I left Thalia reflecting on these words and went to check on the fish. I came back with a mug of hot sugar-free mint-lemonade, a weird invention of mine and my favorite drink. When I came back and sat by Thalia, she raised her eyebrows at me. That meant she wanted an explanation for something.

“What? The salmon is perfectly cooked, chef, no worries,” I stated, guessing what she wanted me to explain. She disregarded what I just said and nodded towards my steaming mug instead.

“You always drink that, and I never asked you why, so please explain,” she simply said, implying the question. I smiled, delighted with the question, and pretended to be an overly intellectual person.

“I drink a mix of lemon and water and mint every day because 1. water is life, and 2. overcoming the bitterness of the lemon reminds me of how it is possible to overcome the bitterness of life, and 3. the sweetness of the mint reminds me there is always hope in the most desperate scenarios.” Thalia had the most innocent sounding laugh ever.

“Like mother like daughter. Your words are wonderful, Tamara.”

“Very flattering,” I said, taking a bow. At that moment, the doorbell rang, and I pirouetted my way to the door to let Chloe in. Thalia couldn’t help but laugh her head off at how I was pretending to be a ballerina. I heard her fading laughter accompanying her footsteps as she was heading towards the kitchen to finish off the meal.

Dinner was amazing and being in the company of Chloe filled up the whole apartment with a lighthearted atmosphere.

We were clearing the table, and I was so busy paying attention to Chloe’s stories that I clumsily spilled a glass of water onto the back cover of my mom’s diary. Snapping out of my laughter, I hurried to save my mother’s lifework.

I was busy telling Chloe about the sense of desperation that emanated from my mom’s last few pages when Thalia burst into the living room with the diary.

“There’s a secret page!” she exclaimed.
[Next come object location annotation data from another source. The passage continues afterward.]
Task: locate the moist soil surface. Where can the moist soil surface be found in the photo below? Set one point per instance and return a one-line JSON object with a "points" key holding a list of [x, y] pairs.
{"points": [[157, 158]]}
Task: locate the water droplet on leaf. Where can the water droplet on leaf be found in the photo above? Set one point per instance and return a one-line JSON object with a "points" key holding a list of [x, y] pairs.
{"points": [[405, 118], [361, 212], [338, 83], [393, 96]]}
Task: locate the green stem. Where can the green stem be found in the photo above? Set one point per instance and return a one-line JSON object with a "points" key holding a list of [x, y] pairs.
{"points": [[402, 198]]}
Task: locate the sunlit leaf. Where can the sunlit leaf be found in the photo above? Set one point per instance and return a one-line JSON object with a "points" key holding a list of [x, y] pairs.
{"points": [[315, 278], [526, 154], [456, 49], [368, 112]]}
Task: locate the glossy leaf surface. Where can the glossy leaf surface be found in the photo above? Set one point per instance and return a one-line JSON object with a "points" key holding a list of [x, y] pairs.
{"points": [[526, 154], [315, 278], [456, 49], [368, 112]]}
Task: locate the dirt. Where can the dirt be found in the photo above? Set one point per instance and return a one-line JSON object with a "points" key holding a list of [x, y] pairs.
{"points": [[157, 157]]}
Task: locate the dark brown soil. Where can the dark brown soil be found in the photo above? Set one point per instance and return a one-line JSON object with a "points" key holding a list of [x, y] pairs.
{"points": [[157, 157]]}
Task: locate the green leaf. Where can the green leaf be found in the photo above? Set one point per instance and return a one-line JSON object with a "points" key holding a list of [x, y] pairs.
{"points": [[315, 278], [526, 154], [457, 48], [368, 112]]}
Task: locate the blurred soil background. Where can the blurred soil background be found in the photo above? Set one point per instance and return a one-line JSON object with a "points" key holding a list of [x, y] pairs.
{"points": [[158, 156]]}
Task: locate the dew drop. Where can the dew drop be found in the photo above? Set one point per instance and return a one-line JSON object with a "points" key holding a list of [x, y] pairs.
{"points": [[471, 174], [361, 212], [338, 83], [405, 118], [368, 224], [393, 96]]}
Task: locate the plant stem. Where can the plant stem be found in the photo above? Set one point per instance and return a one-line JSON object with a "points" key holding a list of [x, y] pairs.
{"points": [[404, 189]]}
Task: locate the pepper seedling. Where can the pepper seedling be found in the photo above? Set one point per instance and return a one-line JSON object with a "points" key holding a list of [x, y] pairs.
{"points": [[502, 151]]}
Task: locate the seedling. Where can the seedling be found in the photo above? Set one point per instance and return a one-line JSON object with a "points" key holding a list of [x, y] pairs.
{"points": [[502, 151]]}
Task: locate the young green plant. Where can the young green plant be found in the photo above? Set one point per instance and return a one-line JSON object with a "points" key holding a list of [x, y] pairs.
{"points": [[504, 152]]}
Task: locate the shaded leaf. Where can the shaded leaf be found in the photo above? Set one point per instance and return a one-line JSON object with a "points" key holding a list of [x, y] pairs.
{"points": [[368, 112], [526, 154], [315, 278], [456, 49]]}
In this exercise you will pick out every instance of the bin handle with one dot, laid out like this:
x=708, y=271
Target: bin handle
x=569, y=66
The water I’d spilled helped unglue one last page that was stuck to the back cover. I slowly peeled the page off of the cover and eyed Thalia and Chloe with a look of fear-filled astonishment. I read aloud the words:

So many things left unknown, so many words left unsaid.”

I was a little bit surprised by the simplicity of the phrase: it almost had a cliché nature, and that was a strikingly sharp contrast to the rest of her book.

“Turn the page,” Thalia suggested. Chloe looked hesitant, as if she wanted to say something but decided to hold it back.

6. (To Be Continued)

I did as I was told. To my surprise, the page was not empty.